Mission – Lotta beruhigen

Katrin und Christian sind überglücklich mit ihrer Lotta. Auch wenn die beiden sich nicht im Ansatz vorgestellt haben, wie anstrengend so ein kleines Baby ist. Lotta ist nun fast drei Wochen alt und eine Frage drückt die beiden Eltern aktuell ganz besonders:

Lotta beruhigen – wie geht das?  

„Oh Mann – was hat sie bloß? Warum weint sie die ganze Zeit?“ Katrin stehen die Tränen in den Augen. Seit zwei Stunden weint Lotta fast ununterbrochen. Sie und Christian wechseln sich mit Lotta ab, tragen sie herum, tanzen mit ihr, singen ihr vor, versuchen das Ganze im Liegen. Aber Lotta lässt sich nicht beruhigen. Christian läuft mit der schreienden Lotta herum. „Ich versteh das nicht, die ersten zehn Tage nach der Geburt lief doch alles super – da ist sie sofort eingeschlafen, wenn du sie gestillt hast.“ Seit einer Woche ist Lotta total unruhig und selbst das Stillen beruhigt sie nicht. Besonders nachmittags und am Abend weint sie viel. „Ich glaube ja wirklich, dass Lotta müde ist, aber warum kämpft sie so gegen das Schlafen an?“

Susanne, die Retterin  

Am nächsten Tag kommt Katrins Hebamme, Susanne, vorbei – Katrin und Christian sind heilfroh, dass sie jemanden haben, den sie um Rat fragen können. „Es ist völlig normal, dass Babys in den ersten drei Monaten unruhig werden und weinen – meistens nachmittags oder abends. Dieses Weinen oder Schreien nennt man auch unspezifisches Schreien – es ist nicht immer klar, was die Kleinen tatsächlich plagt. Ihr macht das super – ihr zeigt Lotta, dass ihr für sie da seid und tröstet sie, so gut es geht.“ Schon alleine Susannes Stimme wirkt auf Katrin und Christian beruhigend – auch Lotta liegt ganz ruhig und friedlich in Kat­rins Arm. „Habt ihr schon mal ein Tragetuch ausprobiert?
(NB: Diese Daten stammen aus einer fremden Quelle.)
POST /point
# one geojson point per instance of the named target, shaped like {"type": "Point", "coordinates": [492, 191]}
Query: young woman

Viele Babys beruhigen sich ziemlich schnell, wenn sie ganz eng am Körper getragen werden.“ „Super – wir haben eins. Zeigst du uns, wie man es bindet?“ Katrin schöpft wieder Hoffnung. „Klar. Und was ist mit dem Gymnastikball dort – habt ihr schon mal geschaut, wie Lotta das findet, wenn ihr mit ihr auf dem Ball wippt?“ Christian schaut Katrin fragend an. Die schüttelt den Kopf. „Probiert das mal aus. Manche Babys mögen es sogar besonders wild! Wichtig ist nur, dass ihr dabei Lottas Köpfchen gut festhaltet.“

Tragetuch und Gymnastikball

Das Gespräch mit Susanne hat Katrin und Christian sehr geholfen. Sie packen Lotta jetzt ganz oft ins Tragetuch (ist ganz einfach, wenn man weiß, wie) – nicht nur dann, wenn sie weint. Lotta findet das klasse! Wenn sie aufgebracht ist, dauert es mit Tuch meistens nicht einmal zwei Minuten und Lotta entspannt sich. Abends geht Christian gerne mit Lotta im Tragetuch spazieren. Dann kommt die abendliche Unruhe oft gar nicht auf und Lotta schläft friedlich ein. Manchmal ist Lotta aber so aufgedreht, dass Katrin oder Christian sich mit Lotta (mal mit, mal ohne Tragetuch) auf den Gymnastikball setzen und auf und ab wippen. Das wirkt bei Lotta wirklich Wunder!